Thanks NF Team for filling the gap with this.
Kim~madeinaday says:
Help! I added these new fields to be able to have my readers submit to remove their info. Which is great by the way. I got a submission today for a “delete data request” and was sent an email alert. I opened the submissions page and now I am unsure of what to do. I hit the delete info button next to the email. Does it send them a message that their info was deleted? Do I need to send them an email that I deleted their info? Do I save the email in the submissions area for proof? I am confused and I guess I need more instruction on what to do once we have a request and if we delete it how do we prove it say if the person decides to take action.
Quay Morgan says:
Kim,
Hey! This is getting into legal advice territory here, so all I can do is speculate, unfortunately. When I tested, I did not receive a confirmation email from WordPress that data was deleted (that process under Tools is a WordPress feature, not Ninja Forms- we just hook into it). I’m honestly not certain if further communication is a legal obligation on your part or not- Article 17 of the GDPR requires a ‘response’ to a request for data erasure within 30 days, but I’m not certain if that is legally met via simply erasing the data, or if further communication is required.

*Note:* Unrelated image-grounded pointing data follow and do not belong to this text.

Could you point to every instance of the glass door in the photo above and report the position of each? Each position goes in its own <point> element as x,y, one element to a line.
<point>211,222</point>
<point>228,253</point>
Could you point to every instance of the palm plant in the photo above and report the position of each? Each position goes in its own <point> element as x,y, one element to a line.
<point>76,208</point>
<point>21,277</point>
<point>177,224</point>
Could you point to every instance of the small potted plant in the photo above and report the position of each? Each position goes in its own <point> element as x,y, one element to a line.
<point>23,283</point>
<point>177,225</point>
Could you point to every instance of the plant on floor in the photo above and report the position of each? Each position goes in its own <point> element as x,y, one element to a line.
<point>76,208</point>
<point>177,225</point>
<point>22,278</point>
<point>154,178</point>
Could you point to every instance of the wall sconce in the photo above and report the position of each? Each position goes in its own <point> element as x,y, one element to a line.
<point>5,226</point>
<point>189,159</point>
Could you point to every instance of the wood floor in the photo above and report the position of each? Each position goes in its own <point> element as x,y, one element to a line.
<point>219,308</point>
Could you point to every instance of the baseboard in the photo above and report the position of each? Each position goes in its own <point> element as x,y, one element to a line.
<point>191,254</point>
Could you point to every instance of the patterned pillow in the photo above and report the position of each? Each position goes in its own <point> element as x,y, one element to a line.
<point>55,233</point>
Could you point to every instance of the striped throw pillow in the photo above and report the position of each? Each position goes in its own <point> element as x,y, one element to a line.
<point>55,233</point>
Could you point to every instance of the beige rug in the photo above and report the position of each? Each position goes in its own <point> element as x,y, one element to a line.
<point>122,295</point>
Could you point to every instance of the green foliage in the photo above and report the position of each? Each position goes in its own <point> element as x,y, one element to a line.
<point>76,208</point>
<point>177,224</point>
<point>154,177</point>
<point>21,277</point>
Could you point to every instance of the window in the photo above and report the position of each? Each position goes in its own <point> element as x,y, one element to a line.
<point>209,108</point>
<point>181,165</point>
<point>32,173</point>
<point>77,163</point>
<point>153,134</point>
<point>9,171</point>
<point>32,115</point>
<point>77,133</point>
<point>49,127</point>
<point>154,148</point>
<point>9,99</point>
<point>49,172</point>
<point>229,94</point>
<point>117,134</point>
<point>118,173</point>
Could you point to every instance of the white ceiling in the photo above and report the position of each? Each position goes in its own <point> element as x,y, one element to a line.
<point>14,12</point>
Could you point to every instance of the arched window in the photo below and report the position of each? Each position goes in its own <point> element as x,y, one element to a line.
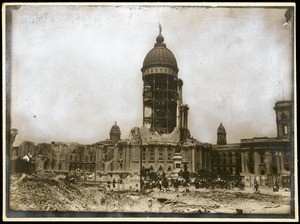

To be on the safe side, I’d tend to say to comply with requests as they come in and keep a detailed record of such. Then consult appropriate legal counsel on the particulars as you’re able. Sorry I can’t be more specific, but I hope that helps. I need to go to law school… :p
Cheers,
Quay
Enda says:
Hi Quay,
If we use the Ninja Forms to run a sign up form that collects sensitive customer info – do Ninja Forms have any access or visibility to that information considering we would be using your plugin to run it?
Thanks,
Enda
Quay Morgan says:
Enda,
Hey! Great question. No, we do not. We never view or record any data collected by your forms. The only data we ever collect, if you specifically opted-in on plugin install, is basic site telemetry like WordPress version, PHP version, and related metrics that help our development team plan. You’re opted out of that by default. If you’re unsure of your status on that, you can view and change it under Ninja Forms > Settings > Advanced Settings > Telemetry.
Cheers,
Quay
Enda says:
That’s great. Thanks for the feedback Quay. Much appreciated.